Airbnb Laws and Regulations Within the State of Maine.
Did you know that within the last year, Maine has seen an increase of approximately 3,500 vacation rentals? With so many new rentals entering the market Maine understands the importance of maintaining and regulating short-term rentals, especially in cities like Kennebunkport and Freeport.
STR laws and regulations are constantly changing and we strive to keep our community up to date on these matters. We have outlined updated regulations that we are aware of in the state of Maine below:
The street address and map/block/lot number of the short-term rental property.

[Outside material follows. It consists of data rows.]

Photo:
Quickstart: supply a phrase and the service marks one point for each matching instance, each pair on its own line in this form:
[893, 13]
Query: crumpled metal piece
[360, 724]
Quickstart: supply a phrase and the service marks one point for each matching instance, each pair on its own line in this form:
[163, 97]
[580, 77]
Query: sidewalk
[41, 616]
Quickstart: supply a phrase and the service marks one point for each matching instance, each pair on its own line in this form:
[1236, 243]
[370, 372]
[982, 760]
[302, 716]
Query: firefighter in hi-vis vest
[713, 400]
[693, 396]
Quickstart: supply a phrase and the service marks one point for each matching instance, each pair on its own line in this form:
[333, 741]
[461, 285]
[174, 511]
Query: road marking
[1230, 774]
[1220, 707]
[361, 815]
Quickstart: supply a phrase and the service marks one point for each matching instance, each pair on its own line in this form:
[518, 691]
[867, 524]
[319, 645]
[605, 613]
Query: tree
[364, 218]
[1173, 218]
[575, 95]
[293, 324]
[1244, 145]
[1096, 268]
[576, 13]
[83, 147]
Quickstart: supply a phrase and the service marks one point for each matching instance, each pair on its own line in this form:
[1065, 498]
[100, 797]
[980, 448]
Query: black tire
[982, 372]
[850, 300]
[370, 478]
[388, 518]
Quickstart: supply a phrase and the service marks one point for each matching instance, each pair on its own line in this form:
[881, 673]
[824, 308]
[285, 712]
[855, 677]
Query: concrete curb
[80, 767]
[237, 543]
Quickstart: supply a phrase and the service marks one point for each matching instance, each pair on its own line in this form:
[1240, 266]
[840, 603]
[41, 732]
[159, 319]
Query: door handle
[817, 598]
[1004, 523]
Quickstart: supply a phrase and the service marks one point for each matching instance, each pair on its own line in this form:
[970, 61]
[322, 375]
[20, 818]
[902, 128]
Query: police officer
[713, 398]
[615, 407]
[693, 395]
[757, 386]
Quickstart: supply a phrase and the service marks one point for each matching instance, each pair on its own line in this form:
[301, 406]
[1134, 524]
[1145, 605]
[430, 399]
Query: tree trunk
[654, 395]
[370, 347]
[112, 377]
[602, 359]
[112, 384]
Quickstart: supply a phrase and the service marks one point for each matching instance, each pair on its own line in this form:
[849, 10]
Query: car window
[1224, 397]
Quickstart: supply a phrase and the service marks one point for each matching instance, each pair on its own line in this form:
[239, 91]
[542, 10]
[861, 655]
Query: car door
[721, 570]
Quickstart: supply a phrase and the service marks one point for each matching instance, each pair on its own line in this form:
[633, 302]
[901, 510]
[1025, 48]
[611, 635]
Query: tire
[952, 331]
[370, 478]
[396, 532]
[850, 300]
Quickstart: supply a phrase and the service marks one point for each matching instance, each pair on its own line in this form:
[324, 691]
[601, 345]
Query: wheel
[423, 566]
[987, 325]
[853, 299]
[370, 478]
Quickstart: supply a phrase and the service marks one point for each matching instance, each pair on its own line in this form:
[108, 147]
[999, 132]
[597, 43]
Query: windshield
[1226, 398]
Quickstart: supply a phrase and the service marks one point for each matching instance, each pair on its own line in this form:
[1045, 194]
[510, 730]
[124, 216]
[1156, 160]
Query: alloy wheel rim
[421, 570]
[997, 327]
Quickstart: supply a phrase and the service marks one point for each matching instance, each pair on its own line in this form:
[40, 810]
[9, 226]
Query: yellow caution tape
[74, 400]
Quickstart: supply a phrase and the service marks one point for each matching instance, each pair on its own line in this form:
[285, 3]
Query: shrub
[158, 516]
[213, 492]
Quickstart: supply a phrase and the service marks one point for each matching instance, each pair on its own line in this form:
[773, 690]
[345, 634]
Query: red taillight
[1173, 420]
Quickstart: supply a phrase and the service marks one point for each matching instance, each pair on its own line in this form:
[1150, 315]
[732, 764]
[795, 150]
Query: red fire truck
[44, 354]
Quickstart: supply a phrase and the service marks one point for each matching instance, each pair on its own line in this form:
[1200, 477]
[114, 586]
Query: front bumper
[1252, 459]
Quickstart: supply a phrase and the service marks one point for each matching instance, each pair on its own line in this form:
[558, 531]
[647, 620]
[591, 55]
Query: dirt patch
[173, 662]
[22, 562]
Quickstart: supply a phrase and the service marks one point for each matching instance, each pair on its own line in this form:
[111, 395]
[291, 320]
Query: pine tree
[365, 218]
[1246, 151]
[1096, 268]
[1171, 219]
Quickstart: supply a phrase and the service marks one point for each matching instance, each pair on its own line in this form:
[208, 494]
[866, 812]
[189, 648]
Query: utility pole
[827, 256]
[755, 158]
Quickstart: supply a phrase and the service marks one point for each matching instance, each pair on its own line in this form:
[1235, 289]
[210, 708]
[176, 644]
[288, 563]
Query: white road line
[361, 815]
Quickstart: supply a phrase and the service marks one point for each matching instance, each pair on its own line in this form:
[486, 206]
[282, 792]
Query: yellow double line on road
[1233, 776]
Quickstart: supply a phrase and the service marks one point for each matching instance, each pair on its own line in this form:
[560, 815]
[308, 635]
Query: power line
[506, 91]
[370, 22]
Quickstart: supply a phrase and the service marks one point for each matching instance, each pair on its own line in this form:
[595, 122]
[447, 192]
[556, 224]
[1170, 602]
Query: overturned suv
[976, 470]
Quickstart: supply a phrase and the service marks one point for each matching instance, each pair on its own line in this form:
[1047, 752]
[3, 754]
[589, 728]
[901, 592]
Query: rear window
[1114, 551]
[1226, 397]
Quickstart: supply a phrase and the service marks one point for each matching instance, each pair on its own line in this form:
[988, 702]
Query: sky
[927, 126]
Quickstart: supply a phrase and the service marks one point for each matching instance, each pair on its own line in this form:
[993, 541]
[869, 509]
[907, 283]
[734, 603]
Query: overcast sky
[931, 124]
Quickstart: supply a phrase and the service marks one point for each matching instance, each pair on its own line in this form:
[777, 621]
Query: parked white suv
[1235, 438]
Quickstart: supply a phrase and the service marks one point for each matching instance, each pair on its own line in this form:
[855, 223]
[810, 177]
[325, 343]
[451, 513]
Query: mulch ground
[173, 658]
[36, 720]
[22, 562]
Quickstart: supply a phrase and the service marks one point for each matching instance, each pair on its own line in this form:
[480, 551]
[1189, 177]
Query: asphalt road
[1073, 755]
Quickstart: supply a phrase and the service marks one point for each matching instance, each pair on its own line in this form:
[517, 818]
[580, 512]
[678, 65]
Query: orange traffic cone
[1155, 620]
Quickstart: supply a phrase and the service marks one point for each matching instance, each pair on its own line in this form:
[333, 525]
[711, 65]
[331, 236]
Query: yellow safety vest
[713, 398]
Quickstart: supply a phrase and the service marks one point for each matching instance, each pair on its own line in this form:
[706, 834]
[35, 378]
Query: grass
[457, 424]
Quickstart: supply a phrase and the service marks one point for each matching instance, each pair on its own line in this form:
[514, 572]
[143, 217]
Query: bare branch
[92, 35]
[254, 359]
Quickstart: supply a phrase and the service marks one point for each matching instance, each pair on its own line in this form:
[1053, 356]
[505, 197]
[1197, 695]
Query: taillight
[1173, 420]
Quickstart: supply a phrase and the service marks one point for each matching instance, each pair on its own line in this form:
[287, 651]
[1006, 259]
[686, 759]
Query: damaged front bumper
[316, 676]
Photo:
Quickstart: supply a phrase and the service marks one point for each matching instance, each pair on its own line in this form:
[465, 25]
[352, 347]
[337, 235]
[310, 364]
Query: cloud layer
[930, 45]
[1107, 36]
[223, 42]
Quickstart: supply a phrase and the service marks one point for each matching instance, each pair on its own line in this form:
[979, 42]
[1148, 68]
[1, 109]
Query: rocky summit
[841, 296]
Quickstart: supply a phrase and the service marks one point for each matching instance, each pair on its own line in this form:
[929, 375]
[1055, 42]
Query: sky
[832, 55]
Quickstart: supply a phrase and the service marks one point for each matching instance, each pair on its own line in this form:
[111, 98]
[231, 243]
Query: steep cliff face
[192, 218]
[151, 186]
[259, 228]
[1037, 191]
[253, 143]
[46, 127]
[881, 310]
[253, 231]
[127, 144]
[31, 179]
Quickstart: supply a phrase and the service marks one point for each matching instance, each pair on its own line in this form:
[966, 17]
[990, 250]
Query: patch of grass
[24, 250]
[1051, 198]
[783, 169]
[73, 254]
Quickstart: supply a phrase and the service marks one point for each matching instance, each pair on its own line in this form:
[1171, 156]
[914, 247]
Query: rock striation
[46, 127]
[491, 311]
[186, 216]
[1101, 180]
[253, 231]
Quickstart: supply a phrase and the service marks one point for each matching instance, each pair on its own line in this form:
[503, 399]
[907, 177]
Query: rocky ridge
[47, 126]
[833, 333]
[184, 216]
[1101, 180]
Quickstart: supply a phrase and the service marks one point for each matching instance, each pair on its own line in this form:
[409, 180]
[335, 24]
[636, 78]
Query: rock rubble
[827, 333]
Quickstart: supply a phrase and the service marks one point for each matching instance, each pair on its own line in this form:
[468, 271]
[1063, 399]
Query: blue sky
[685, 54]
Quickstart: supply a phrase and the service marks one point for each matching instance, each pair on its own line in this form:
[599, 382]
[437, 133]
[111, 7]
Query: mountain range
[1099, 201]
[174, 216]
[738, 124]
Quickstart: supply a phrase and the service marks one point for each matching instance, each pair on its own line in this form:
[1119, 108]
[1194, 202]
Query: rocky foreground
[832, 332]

Contact person/owner responsibility. The name of the owner of the short-term rental property and contact information, including address and telephone number. If the owner is anything other than a natural person, then the following information must also be included: the name of each individual person who has an ownership interest in any entity that is the record owner, including, without limitation, all beneficiaries of any trust, and all members and shareholders of a limited-liability company, corporation or other entity. In addition, if someone other than the owner is acting as the local contact person, contact information for that person shall also be provided. Regardless of who enters the short-term rental agreement, or who may be designated as the owner’s contact person, the property owner shall be responsible for compliance with article provisions
For renewal applications, licensees/owners shall be required to certify annually that they have not engaged in any transfers of the licensed premises, or been transferees in any transfers, that are not permitted transfers under § 116-4B of this article.
All information needed to demonstrate compliance with the standards listed here (pg. 5).
A draft for new short-term rental regulations was submitted to the Freeport Town Council and was adopted April 2021. Freeport is one of many cities in Maine to consider new Airbnb laws including insurance requirements and detailed operational standards for hosts.
Hosts must supply an emergency contact who must be available 24 hours a day to respond to complaints regarding the condition, safety, or operation of the dwelling unit as a rental or the conduct of guests.
Hosts and renters must adhere to the standards of the Freeport Loitering, Curfew, and Noise Ordinance. Violations of the referenced Ordinance shall be punishable by a civil penalty.
Hosts must provide a certificate of insurance that expressly acknowledges that the property may be used for short-term rental business activity and evidencing (a) property insurance and (be) general liability insurance appropriate to cover the rental use in the aggregate of not less than $1 million. (Hosts may also provide proof that the owner conducts rental transactions through a hosting platform that provides equal or greater coverage. The owner must maintain such insurance coverage for the duration of the annual registration period.)
How can hosts comply with noise restrictions in local short-term rental regulations?
Many cities have begun regulating noise and nuisance from short-term rentals and hold hosts responsible for ‘the conduct guests’. In one way, having a 24-hour contact helps monitor any potential complaints from neighbors, but there are other options to provide security for hosts.
An easy solution many hosts choose is to install a noise monitoring device. Companies such as Minut or NoiseAware offer such devices for short-term rental hosts. With real-time noise monitoring, hosts can rest assured they will be notified before guests get out of hand during their stay.
Is Airbnb’s ‘Guarantee’ and short-term rental insurance the same thing?
Freeport recognizes the importance of short-term rental insurance for hosts in their community. Unfortunately, like many cities across the U.S., they misunderstand the coverage Airbnb may provide to hosts.
Airbnb offers a ‘guarantee’ to its hosts, but it is not an insurance policy for the home and short-term rental business. Airbnb actually states this directly on their website. The moment a host’s Airbnb listing goes live, they have violated their homeowners or landlord insurance contract, as both contracts exclude business activity and leave hosts vulnerable should damage or liability from guests occur. Unfortunately, Airbnb’s ‘guarantee’ is not a sufficient stand-in.